Reputation: 3248
I'm trying to make a tree-sitter parser, so that IDEs (in this case, Vim) can parse and do more advanced manipulation of Ada program text, such as extract-subprogram and rename-variable. But there seem to be some problems defining the character set.
In the Ada 2012 Reference Manual, I found a list of vague category descriptions, of the form 'Any character whose General Category is X' which means that for instance, besides the underscore, all of these ( ‿ ⁀ ⁔ ︳ ︴ ﹍ ﹎ ﹏ _) are also allowed in an identifier, which seems absurd, and GNAT rejects with 'illegal character'. The list is prefaced by this statement:
"The actual set of graphic symbols used by an implementation for the visual representation of the text of an Ada program is not specified."
Does that really mean there's no way to know which characters should be accepted?
Two pages on, these examples are explicitly given as valid identifiers, and yet GNAT 2021 rejects them:
procedure Main is
Πλάτων : constant := 12; -- Plato
Чайковский : constant := 12; -- Tchaikovsky
θ, φ : constant := 12; -- Angles
begin
null;
end Main;
$ gprbuild
using project file foo.gpr
Compile
[Ada] main.adb
main.adb:2:04: error: declaration expected
main.adb:2:05: error: illegal character
main.adb:3:04: error: declaration expected
main.adb:3:05: error: illegal character
main.adb:4:05: error: illegal character
gprbuild: *** compilation phase failed
Where is the actual character set for Ada programs defined? Has GNAT 2021 got it wrong?
An example program using Unicode characters in identifiers is below for your experimentation.

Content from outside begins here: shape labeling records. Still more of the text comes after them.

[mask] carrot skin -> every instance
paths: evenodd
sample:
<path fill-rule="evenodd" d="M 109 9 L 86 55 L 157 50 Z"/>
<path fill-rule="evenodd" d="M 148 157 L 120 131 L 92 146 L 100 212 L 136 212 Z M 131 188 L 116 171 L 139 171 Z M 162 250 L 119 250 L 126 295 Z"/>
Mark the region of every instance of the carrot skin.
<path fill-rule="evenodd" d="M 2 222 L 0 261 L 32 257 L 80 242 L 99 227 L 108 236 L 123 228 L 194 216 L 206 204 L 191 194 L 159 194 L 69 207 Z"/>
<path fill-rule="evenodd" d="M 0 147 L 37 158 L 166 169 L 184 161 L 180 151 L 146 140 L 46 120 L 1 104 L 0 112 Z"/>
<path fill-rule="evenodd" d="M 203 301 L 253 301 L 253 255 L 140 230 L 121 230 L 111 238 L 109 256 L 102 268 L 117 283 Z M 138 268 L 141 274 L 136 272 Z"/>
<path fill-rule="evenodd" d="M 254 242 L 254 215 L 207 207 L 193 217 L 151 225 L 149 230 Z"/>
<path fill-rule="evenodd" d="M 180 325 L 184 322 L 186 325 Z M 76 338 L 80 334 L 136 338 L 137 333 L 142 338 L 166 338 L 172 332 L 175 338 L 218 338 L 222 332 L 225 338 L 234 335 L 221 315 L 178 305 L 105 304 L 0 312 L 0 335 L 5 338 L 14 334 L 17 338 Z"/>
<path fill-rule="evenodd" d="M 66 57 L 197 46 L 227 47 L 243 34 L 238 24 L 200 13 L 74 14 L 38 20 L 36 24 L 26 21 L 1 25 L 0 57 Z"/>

Note that the use of wide characters in the literal string is outside the scope of the question.
main.adb:
with Ada.Wide_Text_IO; use Ada.Wide_Text_IO;
procedure Main is
δεδομένα_πράμα : constant Wide_String := "Ο Πλάτων θα ενέκρινε";
begin
Put_Line (Δεδομένα_πράμα);
end Main;
foo.gpr
project foo is
for Source_Dirs use (".");
for Main use ("main.adb");
package Compiler is
for Default_Switches ("ada") use ("-gnatW8", "-gnatiw");
end Compiler;
end foo;
To build & run:
gprbuild
./main
Upvotes: 2
Views: 374
Reputation: 51
All Ada versions since Ada 2005 have required that implementations support UTF-8 source code, however for Ada 83 & 95 compatibility don't require it to be the default encoding. GNAT's default source encoding is Latin-1, although it helpfully switches to UTF-8 if a byte-order mark is found. To explicitly specify file encoding, you can pass the -gnatW8
flag, or one of a number of other options.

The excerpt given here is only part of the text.